Cependant, les années 2000 marquent l’échec du processus et un retour de la violence avec la deuxième Intifada. L’armée israélienne réinvestit la Cisjordanie et construit le mur de sécurité. Les leaders palestiniens changent aussi, Mahmoud Abbas remplace Yasser Arafat à la présidence de l’OLP ainsi qu’à celle de l’Autorité palestinienne, mais le Hamas gagne les élections législatives de 2006, et à la suite de nombreuses tensions et affrontements, le territoire palestinien est divisé en deux parties avec le Hamas dans la bande de Gaza (qu’Israël a entretemps évacué en 2005) et le Fatah en la Cisjordanie.

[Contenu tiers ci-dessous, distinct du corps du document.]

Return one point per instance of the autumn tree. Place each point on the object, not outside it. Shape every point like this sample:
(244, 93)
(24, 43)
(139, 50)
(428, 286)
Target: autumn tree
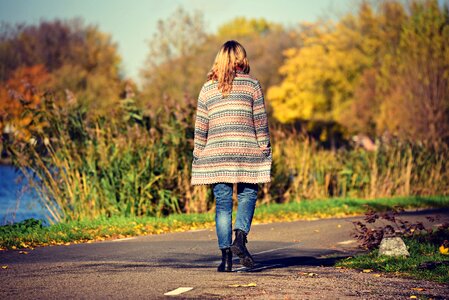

En mai 2011, un accord est trouvé entre le Fatah et le Hamas avec pour objectif de réunifier l’Autorité palestinienne, et cela quelques mois seulement avant une offensive diplomatique en vue d’affirmer l’existence de l’Etat palestinien et d’obtenir son admission au sein des Nations Unies et d’autres organisations internationales. Mais une controverse anime la doctrine internationale sur la qualification de la Palestine en tant qu’Etat.
Les éléments constitutifs de l’Etat
Selon la conception classique de l’Etat en droit international, une entité ne peut être qualifiée d’« Etat » que si elle réunit trois éléments constitutifs : un territoire, une population et un gouvernement. L’existence de l’Etat est donc tirée d’une simple constatation de fait, et non d’une quelconque procédure formelle organisée par le droit international.
Le territoire joue un rôle essentiel dans l’existence de l’Etat, car c’est l’assise spatiale sur laquelle celui-ci exerce sa souveraineté. Peu importe la dimension du territoire, du moment qu’il est identifiable : se côtoient ainsi des Etats tels que Monaco (et ses deux cent hectares de terre) et la République Populaire de Chine. Le caractère disputé des frontières n’est pas en soi un obstacle insurmontable pour le respect du critère territorial. De même, le morcellement de l’Etat en plusieurs territoires séparés, à l’instar du Pakistan de part et d’autre de l’Inde jusqu’en 1971, ne pose pas de difficultés particulières.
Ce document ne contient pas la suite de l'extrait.